ET POURTANT, ils disent que ce n'est pas fini. Veulent croire que le combat continue. La Boillat vivra. "On ira jusqu'au bout" dit Fred. Au bout de quoi, il ne sait pas. "On est devenu des icônes, on ne doit pas lâcher. Faut que ça serve d'exemple. Y a des gens qui comptent sur nous, dans ce pays." Montrer que la finance, ne gagne pas toujours, pas forcément. Et que le pays a besoin de métallos. Pas que de comptables. Fred sort un bout de feuille pliée en quatre de sa poche. C'est une action de Swissmetal, à 16 francs et 85 centimes, le sésame pour entrer à l'assemblée des actionnaires du groupe, le 30 juin. "Ca fait mal au coeur de payer une action, mais on pourra rentrer et poser des questions. On a crée un fond, Swissinvest, ça va pas se passer comme ça!" Le fonds regroupe des petits actionnaires de différents horizons, désireux de demander des comptes. Se faire entendre, l'obsession de ceux de la Boillat.
Y croire, encore
ILS ONT L'AIR DETERMINES. Et puis, désabusés. Au fond, ils sont tous quasiment sûrs que c'est foutu. Que Martin Hellweg, le chief executive officer de Swissmetal a pillé l'usine, sans raison, et que c'est la fin. Alors autant crever debout. C'est ce qu'ils disent. Mais ne disent pas. Comme Fred, qui affirme toujours croire à une Boillat à 350 employés "C'est mon but." La seule chose à laquelle il peut s'accrocher, comme à un slogan. Tout en se sentant inutile.QUE FAIRE FACE AU CYNISME? Ici et là, certains agitent l'idée d'une troisième grève. Agir en juin, avant que les 112 licenciés ne soient partis. après, il n'y aura plus personne. On craint les départs. On redoute les vacances. Les machines pourraient être démontées. Lutter jusqu'au bout. Mais comment?

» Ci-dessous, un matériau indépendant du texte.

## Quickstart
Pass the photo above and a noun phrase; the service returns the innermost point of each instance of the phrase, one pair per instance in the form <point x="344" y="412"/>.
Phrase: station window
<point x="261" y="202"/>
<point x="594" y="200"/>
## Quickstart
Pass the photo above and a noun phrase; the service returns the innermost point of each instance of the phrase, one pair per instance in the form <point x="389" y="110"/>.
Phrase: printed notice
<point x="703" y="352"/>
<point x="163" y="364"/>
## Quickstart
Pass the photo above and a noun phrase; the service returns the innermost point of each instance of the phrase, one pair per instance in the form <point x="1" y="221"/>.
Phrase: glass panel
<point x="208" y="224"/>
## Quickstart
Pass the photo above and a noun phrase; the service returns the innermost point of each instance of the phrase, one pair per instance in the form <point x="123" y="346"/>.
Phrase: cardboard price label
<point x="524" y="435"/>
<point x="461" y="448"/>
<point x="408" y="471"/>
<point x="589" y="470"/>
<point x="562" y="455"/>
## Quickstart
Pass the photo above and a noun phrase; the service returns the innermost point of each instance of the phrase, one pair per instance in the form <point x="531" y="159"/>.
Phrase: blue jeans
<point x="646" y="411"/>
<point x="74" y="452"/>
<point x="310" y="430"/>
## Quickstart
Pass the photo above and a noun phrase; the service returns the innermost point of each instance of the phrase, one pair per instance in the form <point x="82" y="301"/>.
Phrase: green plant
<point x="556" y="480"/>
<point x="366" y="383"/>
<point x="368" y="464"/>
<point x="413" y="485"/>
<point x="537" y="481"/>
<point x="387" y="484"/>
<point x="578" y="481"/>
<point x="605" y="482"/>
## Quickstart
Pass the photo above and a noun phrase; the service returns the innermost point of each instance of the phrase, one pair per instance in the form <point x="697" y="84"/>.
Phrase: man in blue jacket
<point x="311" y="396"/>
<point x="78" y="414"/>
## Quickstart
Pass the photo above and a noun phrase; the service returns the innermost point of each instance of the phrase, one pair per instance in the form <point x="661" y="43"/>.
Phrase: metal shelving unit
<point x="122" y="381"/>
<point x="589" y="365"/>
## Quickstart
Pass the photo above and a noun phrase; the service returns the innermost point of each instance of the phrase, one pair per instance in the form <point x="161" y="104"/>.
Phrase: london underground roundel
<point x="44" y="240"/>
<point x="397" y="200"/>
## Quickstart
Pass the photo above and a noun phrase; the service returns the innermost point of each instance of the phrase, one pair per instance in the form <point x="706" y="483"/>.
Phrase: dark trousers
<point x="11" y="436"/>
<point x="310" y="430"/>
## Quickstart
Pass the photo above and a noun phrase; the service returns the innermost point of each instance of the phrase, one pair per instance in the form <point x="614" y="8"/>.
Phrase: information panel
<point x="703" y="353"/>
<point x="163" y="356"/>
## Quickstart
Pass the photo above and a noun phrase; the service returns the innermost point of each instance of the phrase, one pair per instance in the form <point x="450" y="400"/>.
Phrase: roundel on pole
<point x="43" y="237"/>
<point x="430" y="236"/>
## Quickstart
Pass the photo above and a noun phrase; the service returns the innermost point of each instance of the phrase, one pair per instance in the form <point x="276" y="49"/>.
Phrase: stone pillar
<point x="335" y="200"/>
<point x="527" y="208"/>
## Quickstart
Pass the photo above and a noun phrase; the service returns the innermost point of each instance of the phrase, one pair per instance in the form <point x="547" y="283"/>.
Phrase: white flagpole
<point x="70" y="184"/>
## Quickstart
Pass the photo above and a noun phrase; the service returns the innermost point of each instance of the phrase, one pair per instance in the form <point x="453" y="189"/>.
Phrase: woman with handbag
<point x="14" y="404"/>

FRED M'EMMENE A L'UZINE 3, repère des "ultras", de ceux qui ne lâchent pas. Un lieu d'accueil fondé le 27 février avec des gens d'Attac. Quatre ordinateurs, un bar, quelques tables, un casque rouge posé sur la TV, des T-shirts "Stop à l'hémorragie industrielle", et cette affiche du Che: "Soyons réalistes, demandons l'impossible." Je retrouve Sindo, derrière le bar. Il y passe ses journés, à l'Uzine 3, celle où la seule machine présente ne fait que du café. "Quand je suis ici, je ne suis pas chez moi à ne rien faire." Sa femme aussi travaille à la Boillat. "Mais pour combien de temps?" Sindo. Une vie d'exilé en zigzag, d'une autre usine à Thoune, fermée, à un village espagnol, puis à un bar à Miami. C'était avant la Boillat. Il y a plus de douze ans. Une vie d'errance. C'est la muerte." La seule chose qui le tient? "Ma fille, elle me fait des 5,5 en math et en allemand."

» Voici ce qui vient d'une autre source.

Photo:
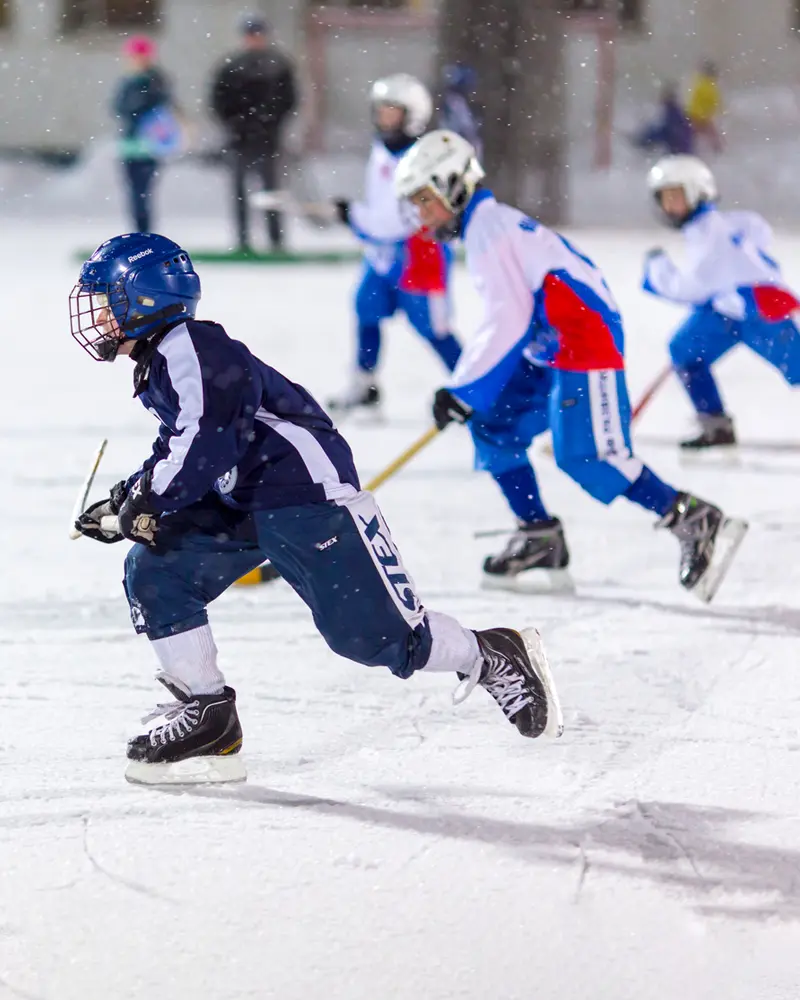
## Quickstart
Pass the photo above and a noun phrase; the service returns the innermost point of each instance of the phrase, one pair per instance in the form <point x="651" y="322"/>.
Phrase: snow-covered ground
<point x="387" y="845"/>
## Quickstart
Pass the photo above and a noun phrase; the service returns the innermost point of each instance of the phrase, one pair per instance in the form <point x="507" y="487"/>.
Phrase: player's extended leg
<point x="536" y="555"/>
<point x="197" y="737"/>
<point x="430" y="316"/>
<point x="590" y="421"/>
<point x="343" y="562"/>
<point x="700" y="341"/>
<point x="778" y="343"/>
<point x="375" y="300"/>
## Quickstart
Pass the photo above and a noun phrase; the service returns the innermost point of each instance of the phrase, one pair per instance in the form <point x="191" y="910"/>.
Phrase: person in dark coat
<point x="253" y="92"/>
<point x="671" y="131"/>
<point x="142" y="95"/>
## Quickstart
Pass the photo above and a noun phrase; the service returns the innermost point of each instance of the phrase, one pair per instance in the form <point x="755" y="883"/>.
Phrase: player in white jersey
<point x="732" y="283"/>
<point x="402" y="271"/>
<point x="548" y="352"/>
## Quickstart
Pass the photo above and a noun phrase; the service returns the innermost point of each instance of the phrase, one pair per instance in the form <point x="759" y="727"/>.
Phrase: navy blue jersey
<point x="232" y="424"/>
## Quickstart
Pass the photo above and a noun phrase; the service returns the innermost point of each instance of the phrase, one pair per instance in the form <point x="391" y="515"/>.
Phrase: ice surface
<point x="387" y="845"/>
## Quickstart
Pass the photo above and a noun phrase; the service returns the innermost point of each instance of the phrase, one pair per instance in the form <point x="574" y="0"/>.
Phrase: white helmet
<point x="687" y="172"/>
<point x="405" y="91"/>
<point x="444" y="162"/>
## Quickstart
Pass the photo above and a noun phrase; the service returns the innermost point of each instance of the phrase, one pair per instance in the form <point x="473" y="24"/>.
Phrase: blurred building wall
<point x="56" y="88"/>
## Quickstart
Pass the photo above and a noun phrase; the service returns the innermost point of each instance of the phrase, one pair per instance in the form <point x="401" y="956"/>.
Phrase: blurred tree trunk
<point x="516" y="47"/>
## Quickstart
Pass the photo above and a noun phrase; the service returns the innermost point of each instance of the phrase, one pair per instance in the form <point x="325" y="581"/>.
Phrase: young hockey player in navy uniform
<point x="247" y="466"/>
<point x="401" y="270"/>
<point x="731" y="282"/>
<point x="549" y="352"/>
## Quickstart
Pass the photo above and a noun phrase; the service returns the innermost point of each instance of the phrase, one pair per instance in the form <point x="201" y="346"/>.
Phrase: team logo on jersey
<point x="227" y="484"/>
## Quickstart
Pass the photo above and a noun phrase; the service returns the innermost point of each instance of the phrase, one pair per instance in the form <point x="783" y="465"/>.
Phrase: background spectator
<point x="458" y="111"/>
<point x="253" y="91"/>
<point x="705" y="104"/>
<point x="671" y="132"/>
<point x="143" y="107"/>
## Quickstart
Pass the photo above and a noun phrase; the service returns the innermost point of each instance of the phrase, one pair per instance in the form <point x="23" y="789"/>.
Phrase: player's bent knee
<point x="600" y="480"/>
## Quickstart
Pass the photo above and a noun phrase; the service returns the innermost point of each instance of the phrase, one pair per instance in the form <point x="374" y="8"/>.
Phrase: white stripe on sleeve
<point x="313" y="455"/>
<point x="183" y="367"/>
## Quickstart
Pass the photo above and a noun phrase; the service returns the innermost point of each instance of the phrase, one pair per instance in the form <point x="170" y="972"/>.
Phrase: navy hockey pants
<point x="338" y="556"/>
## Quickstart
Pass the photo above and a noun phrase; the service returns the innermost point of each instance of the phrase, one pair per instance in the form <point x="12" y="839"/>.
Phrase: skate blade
<point x="531" y="581"/>
<point x="192" y="771"/>
<point x="535" y="650"/>
<point x="721" y="456"/>
<point x="726" y="544"/>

IL ME PRESENTE JOSE, un espagnol encore. Pas viré, lui. Un activiste qui me dit: "le combat continue. On est seulement en suspension de grève. On est toujours en lutte. Mais qui nous écoute? Swissmetal crée la confusion en faisant croire que tout va bien, que le boulot a repris, qu'ils ont réengagé 30 personnes. Mais faut voir les contrats! Les gens ne comprennent plus rien." Trente contrats de réengagement, à des conditions misérables, signés en catimini par des employés honteux.
IL ME DECRIT LES CONDITIONS de son travail qui se détériorent dans l'usine. Les ouvriers livrés à eux-mêmes, sans ordres, sans chefs, le mobbing, la sécurité aléatoire, et les gens qui changent de métier du jour au lendemain, parcequ'il faut bien boucher les tous. "J'ai vu un magasinier devenir électricien en une nuit." Non, le soufflé n'est pas retombé, me dit José. "Rien n'a changé ici." Seulement le sentiment d'être abandonné par tout le monde. Il s'est donné jusqu'au 30 juin. Si rien ne se passe, il donnera son sac. "Ca sert à quoi de se battre pour une Boillat à 60 personnes? Dans dix ans, ce sera fini. On nous ment. La vérité, c'est qu'ils vont laisser quelques personnes ici, pour ne pas avoir à dépolluer le site, et qu'ils vont tout rapatrier en Allemagne." José, sept ans de Boillat, victime du syndrome du survivant, qui se dit: "Pourquoi pas moi?" Et parle de son usine avec passion. "On est fier d'y travailler", cette fonderie, montée par quelques copains en 1855, qui a su créer un savoir-faire unique. "C'est ici qu'on a inventé tout ça, merde! Tout ça qu'ils veulent mettre ailleurs. Et même pas en Suisse. En Allemagne! Nous, on a créé des liens avec l'Université de Neuchâtel, inventé des alliages... Nous, on a rien pillé." Je sens son sang ibérique bouillonner. La Boillat. Du matin au soir. Il a compté: pas plus de six minutes sans en parler, de cette usine! Une femme approche et confirme: "Je me lève Boillat, je mange Boillat, je me couche Boillat. On ne pense qu'à ça. Comment faire autrement?"
Ça a servi à quoi ?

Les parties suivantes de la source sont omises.